Despite sliding CD sales and downloads, revenue from recorded music around the world grew 5.9 percent in 2016 to total $15.7 billion, the International Federation of the Phonographic Industry said.
The growth tops the previous year's 3.2 percent increase and marks the fastest rate since the group started to keep global statistics in 1997 -- when the recorded music industry first suffered a jolt with the dawn of the internet age.
Streaming revenue jumped 60 percent in 2016. Spotify led the way but the report said the market was buoyed by rising consumer choice among on-demand platforms including Apple Music, Tidal and Deezer.
Music executives cautioned that the market remained fragile and that the industry will need to keep adapting, with streaming only in its infancy.
"Remember, we're only two years into our recovery after a decade and a half of decline," Stu Bergen, CEO for international and global commercial services at Warner Music Group, told reporters on a conference call.
"We must remain alert, resourceful and ambitious.
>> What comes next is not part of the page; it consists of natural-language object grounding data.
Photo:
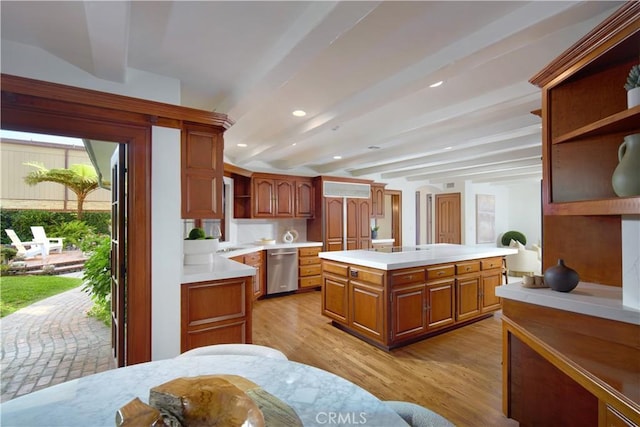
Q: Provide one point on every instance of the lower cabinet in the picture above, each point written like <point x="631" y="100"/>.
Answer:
<point x="216" y="312"/>
<point x="309" y="268"/>
<point x="392" y="308"/>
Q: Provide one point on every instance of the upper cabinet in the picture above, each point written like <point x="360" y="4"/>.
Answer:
<point x="377" y="200"/>
<point x="585" y="118"/>
<point x="305" y="198"/>
<point x="584" y="121"/>
<point x="202" y="171"/>
<point x="273" y="196"/>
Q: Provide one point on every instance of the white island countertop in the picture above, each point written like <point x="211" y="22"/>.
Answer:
<point x="414" y="256"/>
<point x="587" y="298"/>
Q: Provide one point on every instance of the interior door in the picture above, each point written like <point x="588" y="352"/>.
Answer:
<point x="118" y="255"/>
<point x="448" y="218"/>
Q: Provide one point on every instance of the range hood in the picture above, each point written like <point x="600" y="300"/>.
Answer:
<point x="346" y="189"/>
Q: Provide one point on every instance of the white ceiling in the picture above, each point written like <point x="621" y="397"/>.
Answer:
<point x="361" y="70"/>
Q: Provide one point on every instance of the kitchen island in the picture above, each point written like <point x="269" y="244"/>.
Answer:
<point x="391" y="297"/>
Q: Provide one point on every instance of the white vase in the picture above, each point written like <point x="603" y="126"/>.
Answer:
<point x="198" y="252"/>
<point x="633" y="97"/>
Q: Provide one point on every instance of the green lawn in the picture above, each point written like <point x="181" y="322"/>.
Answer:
<point x="17" y="292"/>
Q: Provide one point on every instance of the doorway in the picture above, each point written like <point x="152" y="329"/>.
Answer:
<point x="448" y="218"/>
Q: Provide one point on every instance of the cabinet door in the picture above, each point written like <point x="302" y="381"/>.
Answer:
<point x="440" y="304"/>
<point x="334" y="223"/>
<point x="217" y="312"/>
<point x="468" y="297"/>
<point x="408" y="307"/>
<point x="201" y="172"/>
<point x="366" y="310"/>
<point x="264" y="197"/>
<point x="284" y="198"/>
<point x="377" y="201"/>
<point x="364" y="226"/>
<point x="304" y="200"/>
<point x="490" y="281"/>
<point x="335" y="298"/>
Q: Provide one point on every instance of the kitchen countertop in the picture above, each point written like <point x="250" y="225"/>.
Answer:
<point x="415" y="256"/>
<point x="587" y="298"/>
<point x="224" y="268"/>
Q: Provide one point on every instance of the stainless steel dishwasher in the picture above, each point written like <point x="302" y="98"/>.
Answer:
<point x="282" y="270"/>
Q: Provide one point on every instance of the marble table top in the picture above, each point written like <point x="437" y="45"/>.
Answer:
<point x="318" y="397"/>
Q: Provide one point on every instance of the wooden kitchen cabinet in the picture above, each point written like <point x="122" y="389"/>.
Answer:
<point x="216" y="312"/>
<point x="273" y="196"/>
<point x="309" y="268"/>
<point x="358" y="225"/>
<point x="255" y="260"/>
<point x="335" y="296"/>
<point x="377" y="200"/>
<point x="396" y="307"/>
<point x="585" y="118"/>
<point x="305" y="206"/>
<point x="201" y="159"/>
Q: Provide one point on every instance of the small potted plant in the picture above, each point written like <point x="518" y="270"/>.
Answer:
<point x="199" y="248"/>
<point x="633" y="86"/>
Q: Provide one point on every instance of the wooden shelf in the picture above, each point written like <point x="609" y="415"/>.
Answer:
<point x="624" y="121"/>
<point x="614" y="206"/>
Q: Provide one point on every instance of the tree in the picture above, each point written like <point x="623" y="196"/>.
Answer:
<point x="79" y="178"/>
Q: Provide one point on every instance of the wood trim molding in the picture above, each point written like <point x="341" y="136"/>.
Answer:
<point x="617" y="27"/>
<point x="151" y="112"/>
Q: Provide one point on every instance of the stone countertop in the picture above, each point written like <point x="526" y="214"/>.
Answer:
<point x="587" y="298"/>
<point x="415" y="256"/>
<point x="224" y="268"/>
<point x="93" y="400"/>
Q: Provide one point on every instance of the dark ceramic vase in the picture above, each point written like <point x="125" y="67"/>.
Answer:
<point x="561" y="278"/>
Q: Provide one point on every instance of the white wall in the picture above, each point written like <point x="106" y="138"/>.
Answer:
<point x="166" y="232"/>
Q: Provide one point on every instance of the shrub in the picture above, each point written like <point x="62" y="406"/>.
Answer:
<point x="97" y="275"/>
<point x="513" y="235"/>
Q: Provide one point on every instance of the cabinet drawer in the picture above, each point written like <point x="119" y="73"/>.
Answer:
<point x="312" y="251"/>
<point x="335" y="268"/>
<point x="489" y="263"/>
<point x="364" y="275"/>
<point x="406" y="277"/>
<point x="467" y="267"/>
<point x="312" y="270"/>
<point x="310" y="282"/>
<point x="252" y="258"/>
<point x="440" y="271"/>
<point x="309" y="261"/>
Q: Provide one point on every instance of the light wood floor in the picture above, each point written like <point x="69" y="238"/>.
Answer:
<point x="457" y="374"/>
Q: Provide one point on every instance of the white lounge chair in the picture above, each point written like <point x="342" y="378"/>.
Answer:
<point x="48" y="243"/>
<point x="25" y="249"/>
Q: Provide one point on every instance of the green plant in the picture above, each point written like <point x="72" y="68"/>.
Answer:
<point x="21" y="291"/>
<point x="513" y="235"/>
<point x="96" y="275"/>
<point x="76" y="233"/>
<point x="633" y="79"/>
<point x="196" y="234"/>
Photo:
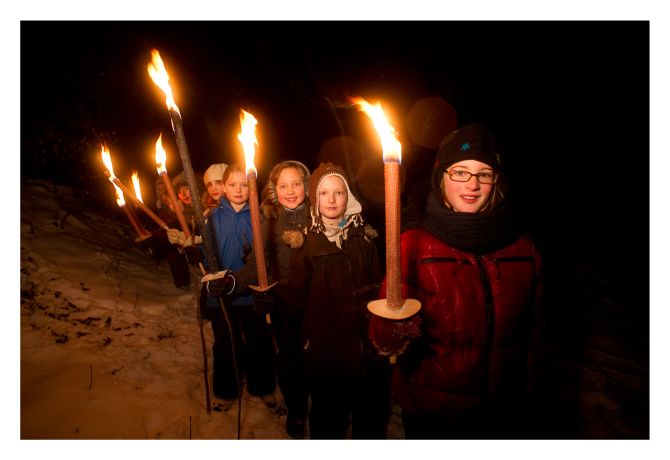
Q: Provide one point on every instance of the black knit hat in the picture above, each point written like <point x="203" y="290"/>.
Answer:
<point x="179" y="181"/>
<point x="470" y="142"/>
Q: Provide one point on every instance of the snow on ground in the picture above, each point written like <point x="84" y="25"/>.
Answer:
<point x="110" y="349"/>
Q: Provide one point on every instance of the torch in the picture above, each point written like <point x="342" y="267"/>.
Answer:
<point x="394" y="306"/>
<point x="141" y="233"/>
<point x="247" y="138"/>
<point x="131" y="212"/>
<point x="162" y="171"/>
<point x="160" y="77"/>
<point x="107" y="160"/>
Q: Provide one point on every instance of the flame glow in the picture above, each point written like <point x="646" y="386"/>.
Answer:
<point x="107" y="161"/>
<point x="136" y="185"/>
<point x="161" y="156"/>
<point x="391" y="147"/>
<point x="160" y="77"/>
<point x="248" y="139"/>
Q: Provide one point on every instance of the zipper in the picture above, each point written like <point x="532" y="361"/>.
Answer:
<point x="490" y="321"/>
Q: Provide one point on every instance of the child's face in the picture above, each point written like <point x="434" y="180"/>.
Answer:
<point x="333" y="198"/>
<point x="236" y="188"/>
<point x="467" y="196"/>
<point x="290" y="188"/>
<point x="184" y="194"/>
<point x="215" y="188"/>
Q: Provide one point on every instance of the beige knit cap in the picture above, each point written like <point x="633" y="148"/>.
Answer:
<point x="215" y="172"/>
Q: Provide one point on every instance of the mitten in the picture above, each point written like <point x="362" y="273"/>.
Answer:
<point x="264" y="302"/>
<point x="176" y="236"/>
<point x="393" y="336"/>
<point x="222" y="285"/>
<point x="194" y="255"/>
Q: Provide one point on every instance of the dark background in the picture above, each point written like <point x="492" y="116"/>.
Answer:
<point x="569" y="102"/>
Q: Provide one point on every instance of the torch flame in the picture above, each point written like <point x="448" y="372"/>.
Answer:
<point x="107" y="161"/>
<point x="161" y="79"/>
<point x="391" y="148"/>
<point x="136" y="185"/>
<point x="160" y="156"/>
<point x="248" y="139"/>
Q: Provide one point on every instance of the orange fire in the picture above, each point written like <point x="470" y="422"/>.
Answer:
<point x="136" y="185"/>
<point x="107" y="161"/>
<point x="161" y="156"/>
<point x="160" y="77"/>
<point x="248" y="139"/>
<point x="391" y="147"/>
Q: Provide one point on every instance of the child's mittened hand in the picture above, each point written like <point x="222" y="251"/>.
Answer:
<point x="393" y="336"/>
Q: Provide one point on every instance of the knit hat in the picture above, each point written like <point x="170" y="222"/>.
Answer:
<point x="215" y="172"/>
<point x="179" y="181"/>
<point x="470" y="142"/>
<point x="354" y="208"/>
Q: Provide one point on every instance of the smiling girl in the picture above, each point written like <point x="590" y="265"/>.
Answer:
<point x="467" y="358"/>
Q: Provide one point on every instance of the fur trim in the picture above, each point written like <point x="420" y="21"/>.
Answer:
<point x="370" y="232"/>
<point x="294" y="238"/>
<point x="269" y="211"/>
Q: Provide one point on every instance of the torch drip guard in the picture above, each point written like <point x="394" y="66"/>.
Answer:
<point x="408" y="308"/>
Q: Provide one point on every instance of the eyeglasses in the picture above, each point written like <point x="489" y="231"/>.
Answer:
<point x="460" y="175"/>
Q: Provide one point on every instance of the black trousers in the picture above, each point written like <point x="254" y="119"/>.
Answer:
<point x="254" y="350"/>
<point x="290" y="368"/>
<point x="365" y="399"/>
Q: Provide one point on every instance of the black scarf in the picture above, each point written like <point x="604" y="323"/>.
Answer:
<point x="475" y="233"/>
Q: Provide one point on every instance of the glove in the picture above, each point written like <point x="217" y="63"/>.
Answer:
<point x="223" y="285"/>
<point x="194" y="255"/>
<point x="264" y="302"/>
<point x="178" y="237"/>
<point x="393" y="336"/>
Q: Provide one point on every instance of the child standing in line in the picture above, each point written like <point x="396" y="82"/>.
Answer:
<point x="339" y="265"/>
<point x="214" y="183"/>
<point x="230" y="225"/>
<point x="468" y="365"/>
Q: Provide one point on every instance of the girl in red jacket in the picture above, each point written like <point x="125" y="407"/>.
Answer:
<point x="465" y="359"/>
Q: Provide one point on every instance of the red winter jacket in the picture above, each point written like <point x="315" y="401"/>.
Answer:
<point x="479" y="321"/>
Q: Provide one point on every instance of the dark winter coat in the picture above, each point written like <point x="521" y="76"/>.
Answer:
<point x="336" y="285"/>
<point x="281" y="227"/>
<point x="231" y="232"/>
<point x="479" y="321"/>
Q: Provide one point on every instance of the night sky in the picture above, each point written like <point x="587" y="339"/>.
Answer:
<point x="569" y="102"/>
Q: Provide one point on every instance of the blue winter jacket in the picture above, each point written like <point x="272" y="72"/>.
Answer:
<point x="232" y="235"/>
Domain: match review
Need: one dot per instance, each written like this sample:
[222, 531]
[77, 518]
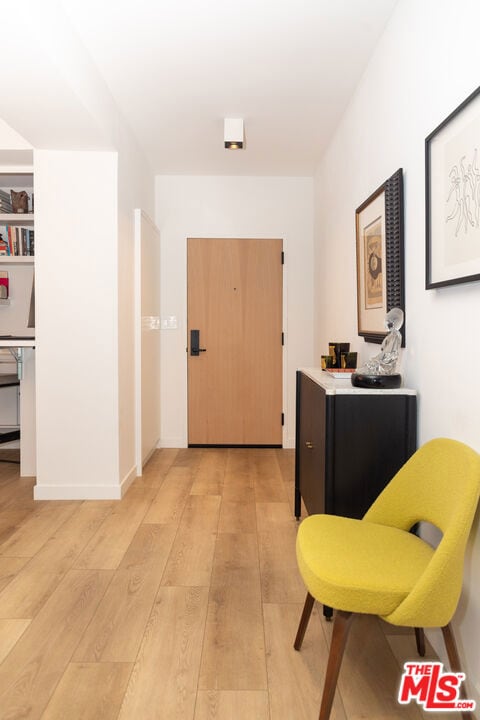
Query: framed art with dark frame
[380, 258]
[452, 197]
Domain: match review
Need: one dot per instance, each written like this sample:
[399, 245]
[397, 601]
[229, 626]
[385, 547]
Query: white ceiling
[177, 68]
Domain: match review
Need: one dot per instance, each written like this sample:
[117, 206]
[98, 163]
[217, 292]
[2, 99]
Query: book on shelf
[18, 241]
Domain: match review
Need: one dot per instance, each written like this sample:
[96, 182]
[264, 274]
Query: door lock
[195, 348]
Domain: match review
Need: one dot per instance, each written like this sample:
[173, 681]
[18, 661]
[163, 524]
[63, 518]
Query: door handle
[195, 348]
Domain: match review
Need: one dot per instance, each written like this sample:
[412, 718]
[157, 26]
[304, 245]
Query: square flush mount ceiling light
[233, 133]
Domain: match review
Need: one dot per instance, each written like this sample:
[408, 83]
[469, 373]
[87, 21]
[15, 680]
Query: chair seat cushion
[359, 566]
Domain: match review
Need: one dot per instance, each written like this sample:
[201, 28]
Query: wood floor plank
[189, 458]
[164, 678]
[116, 630]
[35, 582]
[201, 513]
[156, 469]
[28, 592]
[268, 481]
[280, 579]
[9, 567]
[211, 637]
[31, 671]
[109, 544]
[190, 561]
[169, 502]
[234, 651]
[37, 529]
[10, 632]
[90, 691]
[210, 473]
[232, 705]
[12, 518]
[271, 516]
[238, 483]
[295, 679]
[237, 517]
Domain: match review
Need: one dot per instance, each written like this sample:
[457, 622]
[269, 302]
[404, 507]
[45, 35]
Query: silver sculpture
[385, 362]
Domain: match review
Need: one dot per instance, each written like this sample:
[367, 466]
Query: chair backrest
[440, 484]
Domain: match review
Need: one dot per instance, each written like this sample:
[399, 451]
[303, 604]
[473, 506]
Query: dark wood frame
[394, 251]
[430, 236]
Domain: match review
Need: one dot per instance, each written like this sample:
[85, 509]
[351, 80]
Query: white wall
[426, 63]
[135, 190]
[233, 207]
[76, 328]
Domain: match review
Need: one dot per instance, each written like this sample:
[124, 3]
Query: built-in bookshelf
[17, 241]
[17, 247]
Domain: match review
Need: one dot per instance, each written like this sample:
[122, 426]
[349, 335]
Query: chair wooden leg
[307, 611]
[341, 627]
[454, 659]
[420, 639]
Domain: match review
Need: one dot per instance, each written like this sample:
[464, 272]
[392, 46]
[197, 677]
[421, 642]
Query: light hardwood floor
[179, 602]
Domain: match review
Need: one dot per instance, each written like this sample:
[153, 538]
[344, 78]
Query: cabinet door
[374, 436]
[311, 445]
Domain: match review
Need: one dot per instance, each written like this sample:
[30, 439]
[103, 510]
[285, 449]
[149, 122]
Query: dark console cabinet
[349, 442]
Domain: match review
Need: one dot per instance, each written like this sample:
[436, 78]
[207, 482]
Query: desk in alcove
[22, 349]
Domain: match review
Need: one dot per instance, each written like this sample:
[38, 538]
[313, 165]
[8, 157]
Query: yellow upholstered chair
[376, 565]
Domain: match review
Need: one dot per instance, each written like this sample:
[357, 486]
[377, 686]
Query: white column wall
[76, 324]
[135, 190]
[425, 65]
[233, 207]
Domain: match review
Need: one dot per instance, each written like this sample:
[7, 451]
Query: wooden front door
[235, 304]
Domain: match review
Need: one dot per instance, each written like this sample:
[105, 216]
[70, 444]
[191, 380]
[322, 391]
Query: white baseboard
[172, 442]
[128, 479]
[77, 492]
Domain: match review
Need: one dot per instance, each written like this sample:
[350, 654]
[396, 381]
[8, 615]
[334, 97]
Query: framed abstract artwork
[380, 260]
[452, 197]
We're no longer running up a down escalator, but that doesn't mean we can relax," he said.
Frances Moore, CEO of the industry federation, said it was critical to work toward sustainable growth in part by keeping up investment in artists, who ultimately carry the music industry's fortunes.
She also renewed calls for a global overhaul in regulations that allow internet companies to skirt most responsibility for users' uploads -- which, music executives charge, leads to unfairly low revenue from omnipresent video site YouTube.
Boom felt around the world
Music sales expanded in almost all major markets but growth was especially strong in emerging economies with the help of local streaming players and cheaper smartphones.
Revenue soared 20 percent in China, 24 percent in Mexico and 26 percent in India. Latin America grew more than any region at 12 percent, even though sales slipped slightly in its most populous country Brazil.
The industry body saw the potential for major growth ahead in China, which despite its billion-plus population and rising middle class remains only the 12th largest music market in the world.
Globally, downloading revenue from sites such as iTunes tumbled more than 20 percent. Physical sales slipped 7.6 percent although CDs remain a major force in the key markets of Japan and Germany.
Michael Nash, executive vice president for digital strategy at the world's largest music group Universal, said the balance among formats was complex, with downloads clearly slipping in the face of streaming but vinyl winning a growing market among collectors.
"The digital transition is not a journey with a beginning, middle and end -- physical to download to streaming," he said.
"It is an ongoing transformation driven by a rate of technological change that shows no signs of decelerating," he said.
The report found that Canadian hip-hop superstar Drake was the most popular global artist of 2016 on the back of infectious singles such as the streaming sensation "One Dance."
Rock legend David Bowie, who died last year, came in second, while Beyonce's conceptual "Lemonade" was the top-selling album worldwide.